Note that here we’ve constrained the specific values in each column using Check s in order to make the data generation process deterministic for documentation purposes.

Usage in Unit Tests#

The example method is available for all schemas and schema components, and is primarily meant to be used interactively. It could be used in a script to generate test cases, but hypothesis recommends against doing this and instead using the strategy method to create a hypothesis strategy that can be used in pytest unit tests.

import hypothesis

def processing_fn(df):
    return df.assign(column4=df.column1 * df.column2)

@hypothesis.given(schema.strategy(size=5))
def test_processing_fn(dataframe):
    result = processing_fn(dataframe)
    assert "column4" in result

The above example is trivial, but you get the idea! Schema objects can create a strategy that can then be collected by a pytest runner. We could also run the tests explicitly ourselves, or run it as a unittest.TestCase. For more information on testing with hypothesis, see the hypothesis quick start guide.

A more practical example involves using schema transformations. We can modify the function above to make sure that processing_fn actually outputs the correct result:

out_schema = schema.add_columns({"column4": pa.Column(float)})

@pa.check_output(out_schema)
def processing_fn(df):
    return df.assign(column4=df.column1 * df.column2)

@hypothesis.given(schema.strategy(size=5))
def test_processing_fn(dataframe):
    processing_fn(dataframe)

Now the test_processing_fn simply becomes an execution test, raising a SchemaError if processing_fn doesn’t add column4 to the dataframe.

Strategies and Examples from Schema Models#

You can also use the class-based API to generate examples. Here’s the equivalent schema model for the above examples:

from pandera.typing import Series, DataFrame

class InSchema(pa.SchemaModel):
    column1: Series[int] = pa.Field(eq=10)
    column2: Series[float] = pa.Field(eq=0.25)
    column3: Series[str] = pa.Field(eq="foo")

class OutSchema(InSchema):
    column4: Series[float]

@pa.check_types
def processing_fn(df: DataFrame[InSchema]) -> DataFrame[OutSchema]:
    return df.assign(column4=df.column1 * df.column2)
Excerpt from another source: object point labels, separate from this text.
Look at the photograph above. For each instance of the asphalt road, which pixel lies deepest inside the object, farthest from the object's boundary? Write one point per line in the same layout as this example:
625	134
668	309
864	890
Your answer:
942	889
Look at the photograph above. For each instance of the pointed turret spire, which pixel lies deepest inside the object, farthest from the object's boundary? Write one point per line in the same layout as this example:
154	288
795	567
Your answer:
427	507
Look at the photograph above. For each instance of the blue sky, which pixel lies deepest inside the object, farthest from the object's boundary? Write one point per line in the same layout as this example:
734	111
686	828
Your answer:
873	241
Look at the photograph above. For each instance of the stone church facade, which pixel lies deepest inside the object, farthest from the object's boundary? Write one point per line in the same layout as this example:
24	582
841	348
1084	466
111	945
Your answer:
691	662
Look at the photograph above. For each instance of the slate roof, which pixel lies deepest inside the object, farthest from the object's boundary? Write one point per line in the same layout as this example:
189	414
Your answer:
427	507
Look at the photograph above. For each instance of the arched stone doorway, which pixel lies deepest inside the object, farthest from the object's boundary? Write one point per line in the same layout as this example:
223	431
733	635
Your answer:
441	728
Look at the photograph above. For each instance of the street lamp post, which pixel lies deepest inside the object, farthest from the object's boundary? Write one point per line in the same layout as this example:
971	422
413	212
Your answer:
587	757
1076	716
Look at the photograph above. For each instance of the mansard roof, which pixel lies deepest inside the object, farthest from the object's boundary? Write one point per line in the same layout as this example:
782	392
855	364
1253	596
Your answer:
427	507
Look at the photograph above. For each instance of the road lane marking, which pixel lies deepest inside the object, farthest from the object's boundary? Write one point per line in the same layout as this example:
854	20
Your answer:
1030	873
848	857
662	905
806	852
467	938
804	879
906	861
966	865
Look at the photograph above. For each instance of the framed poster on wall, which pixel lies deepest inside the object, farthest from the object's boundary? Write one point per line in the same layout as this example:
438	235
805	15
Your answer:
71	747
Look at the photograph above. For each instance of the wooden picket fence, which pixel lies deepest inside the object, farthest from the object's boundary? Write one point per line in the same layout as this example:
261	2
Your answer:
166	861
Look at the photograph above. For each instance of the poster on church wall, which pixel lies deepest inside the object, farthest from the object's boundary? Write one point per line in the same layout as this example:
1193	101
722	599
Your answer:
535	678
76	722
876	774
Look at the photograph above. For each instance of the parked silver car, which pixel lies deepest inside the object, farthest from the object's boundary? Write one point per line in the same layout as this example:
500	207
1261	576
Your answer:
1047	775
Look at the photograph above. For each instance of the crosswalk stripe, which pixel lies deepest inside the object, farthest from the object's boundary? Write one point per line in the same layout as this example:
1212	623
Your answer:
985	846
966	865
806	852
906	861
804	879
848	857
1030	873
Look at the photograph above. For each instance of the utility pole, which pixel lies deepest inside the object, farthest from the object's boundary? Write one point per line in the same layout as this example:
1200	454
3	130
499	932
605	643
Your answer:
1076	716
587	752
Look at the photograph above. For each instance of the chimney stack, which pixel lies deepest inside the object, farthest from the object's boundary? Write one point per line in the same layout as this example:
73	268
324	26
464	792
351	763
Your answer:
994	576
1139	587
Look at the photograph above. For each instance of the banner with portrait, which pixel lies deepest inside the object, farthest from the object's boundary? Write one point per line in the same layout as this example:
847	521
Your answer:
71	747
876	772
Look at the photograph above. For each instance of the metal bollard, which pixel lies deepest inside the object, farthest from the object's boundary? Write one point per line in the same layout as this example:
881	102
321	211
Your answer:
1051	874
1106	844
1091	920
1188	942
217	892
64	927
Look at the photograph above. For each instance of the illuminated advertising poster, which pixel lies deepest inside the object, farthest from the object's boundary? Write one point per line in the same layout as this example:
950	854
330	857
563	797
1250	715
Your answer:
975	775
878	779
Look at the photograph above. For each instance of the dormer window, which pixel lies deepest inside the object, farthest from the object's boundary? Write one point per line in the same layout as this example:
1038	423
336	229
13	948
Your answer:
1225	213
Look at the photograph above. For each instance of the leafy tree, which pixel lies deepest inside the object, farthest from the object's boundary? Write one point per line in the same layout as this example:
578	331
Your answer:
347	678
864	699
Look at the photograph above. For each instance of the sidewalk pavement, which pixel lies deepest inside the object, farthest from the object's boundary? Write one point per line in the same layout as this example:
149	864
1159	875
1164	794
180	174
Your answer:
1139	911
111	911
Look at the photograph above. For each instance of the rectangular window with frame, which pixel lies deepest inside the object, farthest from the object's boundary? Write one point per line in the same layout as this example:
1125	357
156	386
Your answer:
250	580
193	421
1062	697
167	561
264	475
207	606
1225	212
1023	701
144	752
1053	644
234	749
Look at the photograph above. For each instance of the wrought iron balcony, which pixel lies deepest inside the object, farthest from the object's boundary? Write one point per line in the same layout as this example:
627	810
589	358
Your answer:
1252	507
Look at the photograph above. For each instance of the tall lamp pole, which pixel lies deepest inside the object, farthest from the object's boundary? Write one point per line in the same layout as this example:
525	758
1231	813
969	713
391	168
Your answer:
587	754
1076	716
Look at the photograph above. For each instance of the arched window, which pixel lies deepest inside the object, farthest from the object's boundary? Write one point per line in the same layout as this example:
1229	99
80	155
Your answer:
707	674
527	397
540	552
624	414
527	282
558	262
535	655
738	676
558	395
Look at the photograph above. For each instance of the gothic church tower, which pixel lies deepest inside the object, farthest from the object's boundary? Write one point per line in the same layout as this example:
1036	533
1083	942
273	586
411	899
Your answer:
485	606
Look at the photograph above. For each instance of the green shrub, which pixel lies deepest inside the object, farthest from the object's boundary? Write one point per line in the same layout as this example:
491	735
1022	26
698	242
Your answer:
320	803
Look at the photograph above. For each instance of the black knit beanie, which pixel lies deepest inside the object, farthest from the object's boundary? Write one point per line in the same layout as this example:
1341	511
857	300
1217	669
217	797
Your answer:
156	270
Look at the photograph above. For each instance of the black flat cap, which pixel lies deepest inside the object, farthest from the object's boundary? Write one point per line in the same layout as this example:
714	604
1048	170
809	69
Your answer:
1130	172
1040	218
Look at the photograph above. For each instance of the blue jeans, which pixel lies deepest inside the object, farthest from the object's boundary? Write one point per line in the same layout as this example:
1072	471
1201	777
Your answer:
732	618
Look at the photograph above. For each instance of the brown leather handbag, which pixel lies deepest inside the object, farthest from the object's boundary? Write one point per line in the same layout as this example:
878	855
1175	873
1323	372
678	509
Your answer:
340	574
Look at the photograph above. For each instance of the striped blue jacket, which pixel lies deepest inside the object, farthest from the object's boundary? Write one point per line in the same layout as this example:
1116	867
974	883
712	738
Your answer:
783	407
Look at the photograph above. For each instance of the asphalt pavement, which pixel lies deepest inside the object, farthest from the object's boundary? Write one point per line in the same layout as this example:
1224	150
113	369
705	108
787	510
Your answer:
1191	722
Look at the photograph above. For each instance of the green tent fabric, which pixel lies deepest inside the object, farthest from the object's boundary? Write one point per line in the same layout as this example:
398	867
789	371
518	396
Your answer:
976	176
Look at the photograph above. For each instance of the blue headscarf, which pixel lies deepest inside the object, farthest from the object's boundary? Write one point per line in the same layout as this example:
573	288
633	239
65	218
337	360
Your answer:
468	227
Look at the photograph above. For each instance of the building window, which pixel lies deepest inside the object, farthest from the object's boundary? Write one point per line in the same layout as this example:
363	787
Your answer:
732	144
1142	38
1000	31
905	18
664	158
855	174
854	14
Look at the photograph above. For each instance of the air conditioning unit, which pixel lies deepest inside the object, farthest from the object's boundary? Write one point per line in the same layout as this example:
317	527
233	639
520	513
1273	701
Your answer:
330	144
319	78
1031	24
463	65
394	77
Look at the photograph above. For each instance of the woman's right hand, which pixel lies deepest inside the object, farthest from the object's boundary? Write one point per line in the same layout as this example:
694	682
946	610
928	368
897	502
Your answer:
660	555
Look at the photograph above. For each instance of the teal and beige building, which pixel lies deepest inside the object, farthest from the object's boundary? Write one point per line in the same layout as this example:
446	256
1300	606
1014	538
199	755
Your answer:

@hypothesis.given(InSchema.strategy(size=5))
def test_processing_fn(dataframe):
    processing_fn(dataframe)

Checks as Constraints#

As you may have noticed in the first example, Check s further constrain the data synthesized from a strategy. Without checks, the example method would simply generate any value of the specified type. You can specify multiple checks on a column and pandera should be able to generate valid data under those constraints.

schema_multiple_checks = pa.DataFrameSchema({
    "column1": pa.Column(
        float, checks=[
            pa.Check.gt(0),
            pa.Check.lt(1e10),
            pa.Check.notin([-100, -10, 0]),
        ]
     )
})

for _ in range(5):
    # generate 10 rows of the dataframe
    sample_data = schema_multiple_checks.example(size=3)

    # validate the sampled data
    schema_multiple_checks(sample_data)

One caveat here is that it’s up to you to define a set of checks that are jointly satisfiable. If not, an Unsatisfiable exception will be raised:

schema_multiple_checks = pa.DataFrameSchema({
    "column1": pa.Column(
        float, checks=[
            # nonsensical constraints
            pa.Check.gt(0),
            pa.Check.lt(-10),
        ]
     )
})

schema_multiple_checks.example(size=3)
Traceback (most recent call last):
...
Unsatisfiable: Unable to satisfy assumptions of hypothesis example_generating_inner_function.

Check Strategy Chaining#

If you specify multiple checks for a particular column, this is what happens under the hood:

  • The first check in the list is the base strategy, which hypothesis uses to generate data.

  • All subsequent checks filter the values generated by the previous strategy such that it fulfills the constraints of current check.

To optimize efficiency of the data-generation procedure, make sure to specify the most restrictive constraint of a column as the base strategy and build other constraints on top of it.

In-line Custom Checks#

One of the strengths of pandera is its flexibility with regard to defining custom checks on the fly:

schema_inline_check = pa.DataFrameSchema({
    "col": pa.Column(str, pa.Check(lambda s: s.isin({"foo", "bar"})))
})

One of the disadvantages of this is that the fallback strategy is to simply apply the check to the generated data, which can be highly inefficient. In this case, hypothesis will generate strings and try to find examples of strings that are in the set {"foo", "bar"}, which will be very slow and most likely raise an Unsatisfiable exception. To get around this limitation, you can register custom checks and define strategies that correspond to them.

Defining Custom Strategies#

All built-in Check s are associated with a data synthesis strategy. You can define your own data synthesis strategies by using the extensions API to register a custom check function with a corresponding strategy.